Colonial Pipeline CEO Joseph Blount will testify before the House Committee on Homeland Security next month as lawmakers seek additional details on the ransomware attack that resulted in a dayslong shutdown of the largest pipeline on the Eastern Seaboard, officials said Thursday.
Homeland Security Committee Chair Rep. Bennie G. Thompson, D-Miss., said the hearing would take place in a virtual format on June 9. Blount is expected to face tough questions from lawmakers concerned about the company’s response to the attack, including its decision to make a ransom payment to hacker group DarkSide.
"The Colonial Pipeline ransomware attack and the related fuel shortages laid bare three urgent challenges facing the nation: cybersecurity vulnerabilities in critical infrastructure, the need to build resilience into our networks, and the profitability of ransomware," the committee said in a press release.
"To address these urgent challenges, Congress must have a complete understanding of what happened on Colonial Pipeline’s networks, how it made decisions related to network operations and ransom payments, and how it leveraged support from the Federal government and private sector."
The Colonial Pipeline shut down for several days following the ransomware attack, prompting panic-buying in several states and concerns of a potential fuel shortage. The pipeline supplies 45% of fuel shipments on the East Coast.

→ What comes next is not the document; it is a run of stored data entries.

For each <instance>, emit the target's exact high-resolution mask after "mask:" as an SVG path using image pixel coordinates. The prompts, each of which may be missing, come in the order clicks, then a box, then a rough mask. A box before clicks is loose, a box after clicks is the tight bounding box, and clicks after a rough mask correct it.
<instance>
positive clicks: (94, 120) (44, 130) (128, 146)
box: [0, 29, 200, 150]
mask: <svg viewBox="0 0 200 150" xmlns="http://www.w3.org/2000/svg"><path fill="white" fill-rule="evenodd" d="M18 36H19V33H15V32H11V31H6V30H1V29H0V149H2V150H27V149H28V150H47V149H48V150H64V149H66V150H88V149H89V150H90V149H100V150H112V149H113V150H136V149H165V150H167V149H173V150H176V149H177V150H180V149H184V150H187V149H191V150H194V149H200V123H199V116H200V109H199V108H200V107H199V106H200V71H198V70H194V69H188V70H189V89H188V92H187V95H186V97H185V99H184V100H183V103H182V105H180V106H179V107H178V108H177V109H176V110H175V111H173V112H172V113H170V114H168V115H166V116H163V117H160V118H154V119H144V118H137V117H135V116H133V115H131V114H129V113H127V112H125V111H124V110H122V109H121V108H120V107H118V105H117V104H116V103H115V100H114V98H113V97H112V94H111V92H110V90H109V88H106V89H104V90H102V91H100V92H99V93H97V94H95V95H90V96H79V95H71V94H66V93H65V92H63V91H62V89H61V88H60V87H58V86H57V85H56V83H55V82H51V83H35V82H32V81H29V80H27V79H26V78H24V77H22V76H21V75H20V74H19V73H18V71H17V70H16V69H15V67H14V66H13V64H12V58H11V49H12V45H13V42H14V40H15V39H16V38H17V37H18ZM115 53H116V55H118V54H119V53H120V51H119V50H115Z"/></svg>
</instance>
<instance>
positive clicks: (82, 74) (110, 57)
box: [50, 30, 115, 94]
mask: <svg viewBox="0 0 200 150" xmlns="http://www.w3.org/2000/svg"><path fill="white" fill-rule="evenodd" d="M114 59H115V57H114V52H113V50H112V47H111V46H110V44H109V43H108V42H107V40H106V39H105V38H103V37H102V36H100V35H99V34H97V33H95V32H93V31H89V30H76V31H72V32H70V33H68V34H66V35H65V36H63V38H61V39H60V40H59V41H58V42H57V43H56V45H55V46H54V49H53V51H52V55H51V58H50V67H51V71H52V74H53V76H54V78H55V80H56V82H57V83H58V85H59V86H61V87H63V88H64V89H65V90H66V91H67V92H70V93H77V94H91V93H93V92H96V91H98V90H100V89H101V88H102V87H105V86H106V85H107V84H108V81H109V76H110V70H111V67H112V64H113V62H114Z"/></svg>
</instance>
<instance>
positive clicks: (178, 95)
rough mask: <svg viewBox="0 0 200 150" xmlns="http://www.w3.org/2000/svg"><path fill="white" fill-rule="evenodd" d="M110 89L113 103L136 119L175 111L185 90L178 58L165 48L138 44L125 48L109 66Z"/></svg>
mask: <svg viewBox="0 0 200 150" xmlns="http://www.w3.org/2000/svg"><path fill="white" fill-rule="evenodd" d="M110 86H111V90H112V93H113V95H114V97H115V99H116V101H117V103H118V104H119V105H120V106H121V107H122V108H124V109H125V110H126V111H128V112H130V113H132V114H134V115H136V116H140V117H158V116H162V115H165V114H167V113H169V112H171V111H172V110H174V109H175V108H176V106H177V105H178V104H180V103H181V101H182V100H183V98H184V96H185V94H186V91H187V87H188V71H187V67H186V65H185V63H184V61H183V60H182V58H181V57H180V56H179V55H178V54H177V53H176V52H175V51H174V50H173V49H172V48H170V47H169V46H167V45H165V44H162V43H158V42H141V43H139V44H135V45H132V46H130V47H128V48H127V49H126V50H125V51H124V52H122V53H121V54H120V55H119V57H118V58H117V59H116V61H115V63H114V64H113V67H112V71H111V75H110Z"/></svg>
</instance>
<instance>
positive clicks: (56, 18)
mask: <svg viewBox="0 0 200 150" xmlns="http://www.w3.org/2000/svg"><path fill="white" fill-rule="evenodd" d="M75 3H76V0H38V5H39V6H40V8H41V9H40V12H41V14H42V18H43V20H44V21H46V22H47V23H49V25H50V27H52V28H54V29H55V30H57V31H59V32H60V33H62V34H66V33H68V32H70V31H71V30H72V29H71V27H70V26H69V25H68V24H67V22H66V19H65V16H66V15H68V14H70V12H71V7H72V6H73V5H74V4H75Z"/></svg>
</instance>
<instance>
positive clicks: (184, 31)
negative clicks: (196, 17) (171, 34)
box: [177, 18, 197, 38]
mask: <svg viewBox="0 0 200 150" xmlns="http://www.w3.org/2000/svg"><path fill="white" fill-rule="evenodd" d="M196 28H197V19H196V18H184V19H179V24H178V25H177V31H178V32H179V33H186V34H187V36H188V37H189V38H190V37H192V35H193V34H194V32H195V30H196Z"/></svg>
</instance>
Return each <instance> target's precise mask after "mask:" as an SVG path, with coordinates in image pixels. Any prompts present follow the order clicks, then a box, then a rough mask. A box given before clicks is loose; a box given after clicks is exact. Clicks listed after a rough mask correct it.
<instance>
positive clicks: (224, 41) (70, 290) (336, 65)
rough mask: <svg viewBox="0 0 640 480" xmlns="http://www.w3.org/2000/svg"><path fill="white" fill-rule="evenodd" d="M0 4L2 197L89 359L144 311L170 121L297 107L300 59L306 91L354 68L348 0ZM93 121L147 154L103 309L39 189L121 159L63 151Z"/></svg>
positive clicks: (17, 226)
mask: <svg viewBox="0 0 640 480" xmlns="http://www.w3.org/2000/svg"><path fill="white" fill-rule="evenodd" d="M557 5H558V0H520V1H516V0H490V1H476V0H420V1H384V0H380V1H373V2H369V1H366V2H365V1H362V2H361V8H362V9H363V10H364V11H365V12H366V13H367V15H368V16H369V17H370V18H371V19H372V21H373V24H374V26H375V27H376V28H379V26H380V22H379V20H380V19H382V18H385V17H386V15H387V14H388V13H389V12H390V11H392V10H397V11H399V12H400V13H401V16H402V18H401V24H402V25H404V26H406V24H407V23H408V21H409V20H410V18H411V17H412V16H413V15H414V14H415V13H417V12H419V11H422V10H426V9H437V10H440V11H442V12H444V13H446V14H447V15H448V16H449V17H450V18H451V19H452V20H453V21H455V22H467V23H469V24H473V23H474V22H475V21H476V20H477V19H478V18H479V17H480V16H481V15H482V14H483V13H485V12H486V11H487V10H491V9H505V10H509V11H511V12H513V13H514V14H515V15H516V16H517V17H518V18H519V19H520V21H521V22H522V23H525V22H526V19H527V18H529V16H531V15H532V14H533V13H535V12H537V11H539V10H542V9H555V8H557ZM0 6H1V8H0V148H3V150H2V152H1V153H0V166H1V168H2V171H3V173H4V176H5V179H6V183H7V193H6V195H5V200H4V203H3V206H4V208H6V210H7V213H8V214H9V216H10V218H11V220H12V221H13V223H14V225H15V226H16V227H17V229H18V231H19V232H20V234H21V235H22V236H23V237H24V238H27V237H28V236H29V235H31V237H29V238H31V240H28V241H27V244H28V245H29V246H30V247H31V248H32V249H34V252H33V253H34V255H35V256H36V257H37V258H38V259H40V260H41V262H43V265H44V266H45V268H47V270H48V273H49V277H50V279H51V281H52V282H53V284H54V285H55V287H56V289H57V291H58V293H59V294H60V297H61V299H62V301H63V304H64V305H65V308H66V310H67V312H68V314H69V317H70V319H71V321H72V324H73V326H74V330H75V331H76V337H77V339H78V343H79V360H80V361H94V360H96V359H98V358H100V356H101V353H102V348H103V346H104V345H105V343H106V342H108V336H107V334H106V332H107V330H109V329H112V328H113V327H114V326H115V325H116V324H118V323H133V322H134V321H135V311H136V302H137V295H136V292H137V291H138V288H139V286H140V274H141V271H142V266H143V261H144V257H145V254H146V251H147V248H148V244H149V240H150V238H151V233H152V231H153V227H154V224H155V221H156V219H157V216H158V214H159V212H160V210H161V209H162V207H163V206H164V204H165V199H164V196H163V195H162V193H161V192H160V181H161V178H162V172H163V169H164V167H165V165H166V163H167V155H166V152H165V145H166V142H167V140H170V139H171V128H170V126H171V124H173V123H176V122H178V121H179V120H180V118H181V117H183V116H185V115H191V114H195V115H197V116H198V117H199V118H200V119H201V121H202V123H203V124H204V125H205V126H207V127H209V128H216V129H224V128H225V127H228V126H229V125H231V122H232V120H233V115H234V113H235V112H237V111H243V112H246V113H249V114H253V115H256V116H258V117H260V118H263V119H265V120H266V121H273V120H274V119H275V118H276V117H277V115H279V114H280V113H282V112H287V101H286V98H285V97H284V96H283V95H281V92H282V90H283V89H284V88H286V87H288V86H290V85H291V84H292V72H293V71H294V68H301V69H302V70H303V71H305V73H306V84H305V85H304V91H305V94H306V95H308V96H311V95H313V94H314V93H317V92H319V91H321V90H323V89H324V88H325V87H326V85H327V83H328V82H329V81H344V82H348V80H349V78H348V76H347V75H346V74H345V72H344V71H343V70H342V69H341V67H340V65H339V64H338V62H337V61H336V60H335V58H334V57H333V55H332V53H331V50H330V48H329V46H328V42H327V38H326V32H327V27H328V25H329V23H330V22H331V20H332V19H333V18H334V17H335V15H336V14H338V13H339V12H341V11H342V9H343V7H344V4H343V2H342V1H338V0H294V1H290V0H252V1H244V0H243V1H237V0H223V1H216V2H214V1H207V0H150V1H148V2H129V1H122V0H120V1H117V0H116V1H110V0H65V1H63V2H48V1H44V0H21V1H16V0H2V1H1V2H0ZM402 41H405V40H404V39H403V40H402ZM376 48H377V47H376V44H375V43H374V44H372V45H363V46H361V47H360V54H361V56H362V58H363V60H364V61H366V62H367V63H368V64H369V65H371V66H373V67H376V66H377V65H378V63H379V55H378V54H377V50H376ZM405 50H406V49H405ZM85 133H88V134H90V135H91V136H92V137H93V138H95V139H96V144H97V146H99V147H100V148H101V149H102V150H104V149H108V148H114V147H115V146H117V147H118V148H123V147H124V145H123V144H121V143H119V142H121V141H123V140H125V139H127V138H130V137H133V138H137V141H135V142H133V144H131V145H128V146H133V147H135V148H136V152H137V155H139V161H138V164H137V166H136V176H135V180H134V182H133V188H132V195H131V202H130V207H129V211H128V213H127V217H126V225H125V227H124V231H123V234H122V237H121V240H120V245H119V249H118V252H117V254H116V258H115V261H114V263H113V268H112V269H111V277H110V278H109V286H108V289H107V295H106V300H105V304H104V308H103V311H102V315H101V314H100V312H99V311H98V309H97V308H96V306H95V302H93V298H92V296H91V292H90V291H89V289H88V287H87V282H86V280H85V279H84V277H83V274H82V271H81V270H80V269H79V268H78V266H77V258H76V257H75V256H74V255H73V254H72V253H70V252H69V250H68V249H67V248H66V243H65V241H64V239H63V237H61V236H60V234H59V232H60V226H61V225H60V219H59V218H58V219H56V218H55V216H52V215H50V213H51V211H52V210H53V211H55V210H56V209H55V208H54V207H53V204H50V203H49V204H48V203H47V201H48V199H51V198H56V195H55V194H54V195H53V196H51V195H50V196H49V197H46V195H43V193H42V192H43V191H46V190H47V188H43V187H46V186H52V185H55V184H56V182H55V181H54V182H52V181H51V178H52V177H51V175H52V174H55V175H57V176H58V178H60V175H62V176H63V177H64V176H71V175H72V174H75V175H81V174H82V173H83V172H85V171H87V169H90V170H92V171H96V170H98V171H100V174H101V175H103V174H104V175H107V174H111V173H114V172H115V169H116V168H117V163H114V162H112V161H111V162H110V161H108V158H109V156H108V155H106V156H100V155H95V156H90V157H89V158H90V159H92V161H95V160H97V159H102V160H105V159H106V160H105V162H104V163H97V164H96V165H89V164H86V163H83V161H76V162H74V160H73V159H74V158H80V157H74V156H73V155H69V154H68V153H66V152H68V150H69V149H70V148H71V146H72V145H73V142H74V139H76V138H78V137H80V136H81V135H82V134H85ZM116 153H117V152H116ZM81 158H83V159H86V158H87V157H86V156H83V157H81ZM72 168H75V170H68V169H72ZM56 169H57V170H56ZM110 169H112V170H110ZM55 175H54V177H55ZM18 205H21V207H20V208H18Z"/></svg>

Earlier this week, Blount admitted that Colonial Pipeline paid $4.4 million to the hacker group in a bid to regain control of its data and restore service. He said the company paid the ransom because it was unsure of the extent of the breach.
"I know that’s a highly controversial decision," Blount told the Wall Street Journal. "I didn’t make it lightly. I will admit that I wasn’t comfortable seeing money go out the door to people like this. But it was the right thing to do for the country."
Rep. Jim Langevin, D-RI, a member of the Homeland Security Committee, said he planned to grill Blount about the decision during next month’s hearing.
Lawmakers have been critical of Colonial Pipeline for failing to prevent the attack and for not being more transparent with authorities in its aftermath.
Earlier this week, Thompson and Rep. Carolyn B. Maloney, chair of the House Committee on Oversight, said in a joint statement that they were "disappointed" the company was not more forthcoming about its ransom payment.